Although it is not our aim to comprehensively investigate the EFA, we still want to add two notes about factor retention criteria and factor rotation to empirical researchers. Following Fabrigar, Wegener, MacCallum, and Strahan (1999), we used multiple criteria in the application, including the EVG$1$ rule, scree test, and parallel analysis to decide the number of factors; fortunately, all these criteria gave the same decision. Patil, Singh, Mishra, and Todd Donavan (2008) also suggested conducting a subsequent CFA to evaluate the measurement properties of the factors identified by the EFA (if the number of factors is different from multiple criteria).

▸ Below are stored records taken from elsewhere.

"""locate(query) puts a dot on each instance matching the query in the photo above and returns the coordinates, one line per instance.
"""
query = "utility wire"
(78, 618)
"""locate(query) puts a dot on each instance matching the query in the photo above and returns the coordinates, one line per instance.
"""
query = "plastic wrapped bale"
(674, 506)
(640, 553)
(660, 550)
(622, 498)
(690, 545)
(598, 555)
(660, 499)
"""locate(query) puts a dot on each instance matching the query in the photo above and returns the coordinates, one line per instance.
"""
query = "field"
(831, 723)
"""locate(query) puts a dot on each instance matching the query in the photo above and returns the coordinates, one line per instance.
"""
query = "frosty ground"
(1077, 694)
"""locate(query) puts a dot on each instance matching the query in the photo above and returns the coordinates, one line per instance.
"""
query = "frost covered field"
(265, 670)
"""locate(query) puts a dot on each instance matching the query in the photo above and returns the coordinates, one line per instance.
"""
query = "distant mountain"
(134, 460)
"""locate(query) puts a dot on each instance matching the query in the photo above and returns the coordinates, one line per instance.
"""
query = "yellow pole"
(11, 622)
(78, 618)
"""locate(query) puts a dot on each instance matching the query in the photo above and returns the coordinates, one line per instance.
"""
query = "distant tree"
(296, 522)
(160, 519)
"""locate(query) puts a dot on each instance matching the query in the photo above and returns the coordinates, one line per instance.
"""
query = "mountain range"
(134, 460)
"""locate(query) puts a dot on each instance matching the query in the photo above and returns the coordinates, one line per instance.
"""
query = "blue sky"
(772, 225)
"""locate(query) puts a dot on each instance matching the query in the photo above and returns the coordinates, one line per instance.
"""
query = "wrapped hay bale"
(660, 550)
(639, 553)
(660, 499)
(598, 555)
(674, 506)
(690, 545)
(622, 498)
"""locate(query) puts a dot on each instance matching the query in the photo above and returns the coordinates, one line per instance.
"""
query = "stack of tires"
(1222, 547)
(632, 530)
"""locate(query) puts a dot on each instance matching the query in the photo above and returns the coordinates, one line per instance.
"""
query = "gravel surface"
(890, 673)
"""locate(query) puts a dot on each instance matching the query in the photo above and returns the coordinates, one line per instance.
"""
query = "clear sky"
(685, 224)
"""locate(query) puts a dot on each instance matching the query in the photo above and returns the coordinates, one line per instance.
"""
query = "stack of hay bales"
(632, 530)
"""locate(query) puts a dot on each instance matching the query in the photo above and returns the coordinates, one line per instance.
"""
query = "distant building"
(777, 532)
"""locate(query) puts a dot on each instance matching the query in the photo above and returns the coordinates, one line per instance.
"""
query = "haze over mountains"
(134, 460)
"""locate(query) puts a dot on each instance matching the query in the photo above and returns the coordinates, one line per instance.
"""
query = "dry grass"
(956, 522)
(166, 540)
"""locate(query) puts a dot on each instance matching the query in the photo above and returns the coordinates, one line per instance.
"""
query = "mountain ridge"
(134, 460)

Additionally, several analytic rotation techniques have been developed for the EFA, with the most fundamental distinction lying in orthogonal and oblique rotation. Orthogonal rotations constrain factors to be uncorrelated, and the procedure, varimax, which we used in the application, is generally regarded as the best one and the most widely used orthogonal rotation in psychological research. One reason for this choice was its simplicity and conceptual clarity. More importantly, we assumed that the constructs (i.e., the factor of the socioeconomic variables and that of teacher-rated scores) identified from the covariates set are independent. However, many theoretical and empirical researchers provided the basis for expecting psychological constructs, such as personality traits, ability, and attitudes, to be associated with each other. Consequently, oblique rotations provide a more realistic and accurate picture of these factors.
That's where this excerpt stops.